It's the appearance and taste of baked goods that set some apart from the rest - and win them ribbons - at the Seneca County Fair.
"I look for appearance first," said Beth Diesch, who said she has been judging the competition for seven or eight years. "Then I taste it to see if it tastes as mouth-watering as it looks."
Carol Aichholz, marking her first year as a judge, said she looks for "appearance, taste, texture and just overall goodness."
Judge Carol Aichholz cuts a slice of bread during baked goods competition, as Sue Rainey waits to record her choices.
Peg Carrick usually judges with Diesch, but this year she has a conflict so she asked Aichholz to take her place.
"I was surprised when she asked," Aichholz said.
But Diesch, owner of Aunt Mim's Kitchen, a bakery near Bloomville, said Aichholz was well-qualified.
"Carol is one of the best-known bakers in our area," she said. "When people think of Carol Aichholz ... I want to be thought of in that way."
Aichholz said she has entered the baked goods competition at Attica Independent Fair for many years, so the contest wasn't new to her. Now a short-order cook at Backroads Diner in Bloomville, she said she had to bake a lot as she raised her seven children.
The two judges chose the winners within the categories of cookies, candies, breads, pies and cakes, as well as categories for men and youth.

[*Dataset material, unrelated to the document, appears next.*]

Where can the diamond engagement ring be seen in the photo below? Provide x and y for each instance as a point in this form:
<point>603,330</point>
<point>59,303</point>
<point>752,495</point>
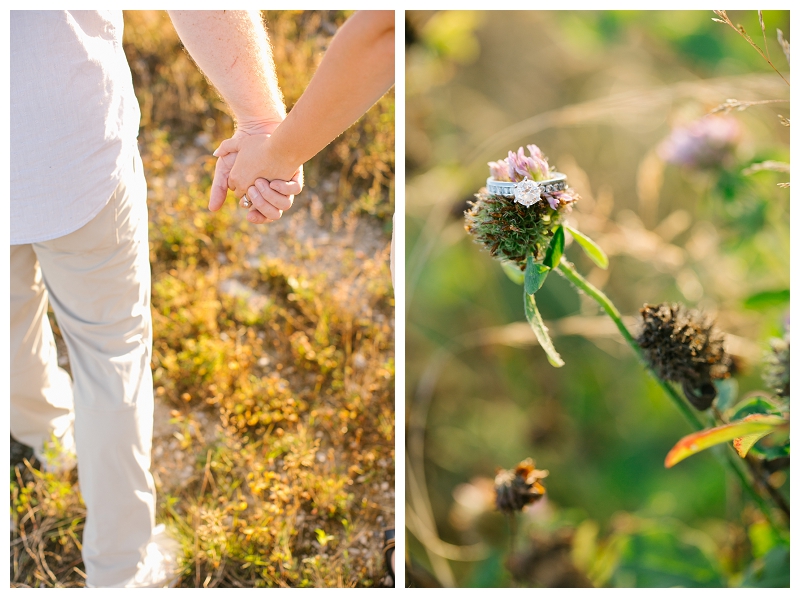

The entries were later sold to the highest bidder.
Mary Kingseed, who organizes the contest, encouraged people to enter the competition next year. She said there usually are 300-400 entries.
"We've gotten more youth and men to enter," she said.
She said the contest gets new entries when people walk by and decide they should enter next year.
"They enter one or two items and they see how it works, and then they start entering more," she said. "It's a learning process. It's a lot of fun."